Union chiefs have told this newspaper that the Yorkshire Ambulance Service (YAS) NHS Trust is now in talks to change its self-regulating stance on the issue, in a bid to win a lucrative patient transport service contract covering the whole of South Yorkshire.
While bus and train drivers are subjected to drug or alcohol tests, paramedics at YAS and similar NHS trusts are currently not.
Public service union Unison has warned that despite ongoing discussions, the introduction of the new testing policy could be inevitable.
Bryn Webster, the union’s branch secretary, said: “We are between a rock and a hard place.
“We don’t agree with random drug testing, but we are going to have to concede that they are going to bring it in without our consent. I believe this will be the first ambulance trust in the country to have random drug and alcohol testing.”
He said the South Yorkshire patient transport contract would be worth hundreds of jobs, but that a requirement of the contract was for random testing to be introduced to the workforce.
In a statement, YAS said it is currently “looking to introduce a Fitness for Work Policy”, but declined to comment on either the contract stipulations, or whether it intends to bring in random testing.
Mr Webster said: “There is no way that we can fight against it if there is the potential for losing jobs. We are in discussions to make the policy more palatable by reducing the percentage of tests and structure of the testing procedure.”
He said the new testing policy could be brought in by the end of this month.
One source told The Yorkshire Post the tests were being introduced because of concerns that some staff members at the trust could be using drugs or alcohol “as a prop” at work.
Mr Webster added: “Due to the stresses and strains of the job, the trust needs to understand that people might be driven to drink.
“Maybe they should sit down and think about the causes of this rather than looking at drug and alcohol testing.
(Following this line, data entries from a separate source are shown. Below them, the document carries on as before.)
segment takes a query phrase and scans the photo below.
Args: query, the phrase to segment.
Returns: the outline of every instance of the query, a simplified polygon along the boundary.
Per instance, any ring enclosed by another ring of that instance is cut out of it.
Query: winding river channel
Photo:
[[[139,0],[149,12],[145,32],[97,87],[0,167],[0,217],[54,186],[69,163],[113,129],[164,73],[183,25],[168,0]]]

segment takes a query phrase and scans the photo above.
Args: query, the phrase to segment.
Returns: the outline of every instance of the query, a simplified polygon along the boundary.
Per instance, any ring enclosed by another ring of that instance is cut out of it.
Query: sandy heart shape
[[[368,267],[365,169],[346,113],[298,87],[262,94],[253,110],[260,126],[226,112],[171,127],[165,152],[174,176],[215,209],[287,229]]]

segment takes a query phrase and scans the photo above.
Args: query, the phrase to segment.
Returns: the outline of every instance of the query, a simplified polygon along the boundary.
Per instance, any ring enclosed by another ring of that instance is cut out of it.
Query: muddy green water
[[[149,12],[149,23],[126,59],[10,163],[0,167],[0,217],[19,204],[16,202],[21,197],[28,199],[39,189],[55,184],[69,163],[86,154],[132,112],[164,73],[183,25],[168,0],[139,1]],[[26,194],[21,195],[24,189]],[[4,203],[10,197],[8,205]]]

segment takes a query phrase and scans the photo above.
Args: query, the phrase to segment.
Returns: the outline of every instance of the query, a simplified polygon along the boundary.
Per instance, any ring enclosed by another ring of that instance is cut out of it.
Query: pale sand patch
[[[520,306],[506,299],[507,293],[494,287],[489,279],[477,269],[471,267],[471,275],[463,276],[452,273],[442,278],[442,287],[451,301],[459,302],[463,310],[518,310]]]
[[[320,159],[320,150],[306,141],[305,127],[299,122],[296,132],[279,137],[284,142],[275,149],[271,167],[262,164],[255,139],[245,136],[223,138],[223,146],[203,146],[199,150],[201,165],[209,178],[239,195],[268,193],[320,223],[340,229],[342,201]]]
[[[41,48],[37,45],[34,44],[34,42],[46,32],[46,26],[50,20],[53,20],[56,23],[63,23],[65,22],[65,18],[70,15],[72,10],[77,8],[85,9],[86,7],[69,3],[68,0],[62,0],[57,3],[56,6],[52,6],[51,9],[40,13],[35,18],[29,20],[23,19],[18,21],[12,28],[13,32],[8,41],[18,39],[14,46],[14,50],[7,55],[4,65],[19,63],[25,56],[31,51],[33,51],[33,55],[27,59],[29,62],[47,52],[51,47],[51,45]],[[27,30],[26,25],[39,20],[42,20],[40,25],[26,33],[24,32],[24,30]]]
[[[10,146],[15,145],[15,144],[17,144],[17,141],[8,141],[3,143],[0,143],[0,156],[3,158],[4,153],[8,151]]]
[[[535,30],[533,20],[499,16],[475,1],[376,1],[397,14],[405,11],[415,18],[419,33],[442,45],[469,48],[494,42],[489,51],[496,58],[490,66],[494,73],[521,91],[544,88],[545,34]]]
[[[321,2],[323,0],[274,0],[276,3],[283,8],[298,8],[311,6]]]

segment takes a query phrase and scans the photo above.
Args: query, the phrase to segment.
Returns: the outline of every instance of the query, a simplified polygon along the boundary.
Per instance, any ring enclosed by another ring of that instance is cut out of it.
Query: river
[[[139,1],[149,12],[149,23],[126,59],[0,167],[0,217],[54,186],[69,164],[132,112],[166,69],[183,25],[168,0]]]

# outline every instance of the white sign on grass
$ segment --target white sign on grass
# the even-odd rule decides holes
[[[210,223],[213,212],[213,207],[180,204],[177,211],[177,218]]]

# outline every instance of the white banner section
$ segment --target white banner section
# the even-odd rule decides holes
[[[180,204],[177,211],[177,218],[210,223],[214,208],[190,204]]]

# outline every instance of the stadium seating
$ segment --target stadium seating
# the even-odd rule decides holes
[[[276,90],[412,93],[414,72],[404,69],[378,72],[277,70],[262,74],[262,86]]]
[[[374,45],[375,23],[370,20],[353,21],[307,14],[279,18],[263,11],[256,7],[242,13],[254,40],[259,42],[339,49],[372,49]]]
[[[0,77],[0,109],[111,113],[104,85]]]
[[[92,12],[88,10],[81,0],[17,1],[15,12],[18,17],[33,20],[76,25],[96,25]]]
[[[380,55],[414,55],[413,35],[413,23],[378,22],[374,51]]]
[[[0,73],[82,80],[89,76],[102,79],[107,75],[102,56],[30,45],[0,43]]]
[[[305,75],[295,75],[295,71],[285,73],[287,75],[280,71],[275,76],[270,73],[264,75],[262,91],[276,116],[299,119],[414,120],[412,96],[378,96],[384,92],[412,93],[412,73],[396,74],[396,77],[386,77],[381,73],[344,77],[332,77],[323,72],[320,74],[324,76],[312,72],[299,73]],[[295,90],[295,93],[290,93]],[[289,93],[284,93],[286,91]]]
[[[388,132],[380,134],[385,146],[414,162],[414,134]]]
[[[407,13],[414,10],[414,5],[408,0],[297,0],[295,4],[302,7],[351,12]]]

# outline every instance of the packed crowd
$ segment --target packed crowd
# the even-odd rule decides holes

The job is getting more and more stressful so these problems will happen.”
A spokesperson for YAS said: “In common with a number of large public and private sector organisations, YAS is looking to introduce a Fitness for Work Policy as part of its commitment to the wellbeing of its staff. This includes ensuring that any alcohol and drug-related issues are dealt with effectively and consistently and that managers have adequate training and support to deal with staff who are seeking help.
“The Trust views alcohol and drug dependency as an illness and seeks to support anyone who may be affected. We are yet to agree specific details on how the policy will be implemented.”
'Against in principle'
Unite the union, which also represents ambulance workers, said it was against the move in principle.
Terry Cunliffe, regional officer at Unite in Yorkshire, said: “Our members don’t want to work alongside someone who is under the influence of drink or drugs when they are driving an ambulance.
There are better ways of doing it than random drug testing. I have no examples in health where it works.” He said the service currently operates a self-regulating procedure, where staff report instances of drugs or alcohol in the workplace. Mr Cunliffe added: “I don’t want anything that compromises patient safety or care, but testing needs to be fair.”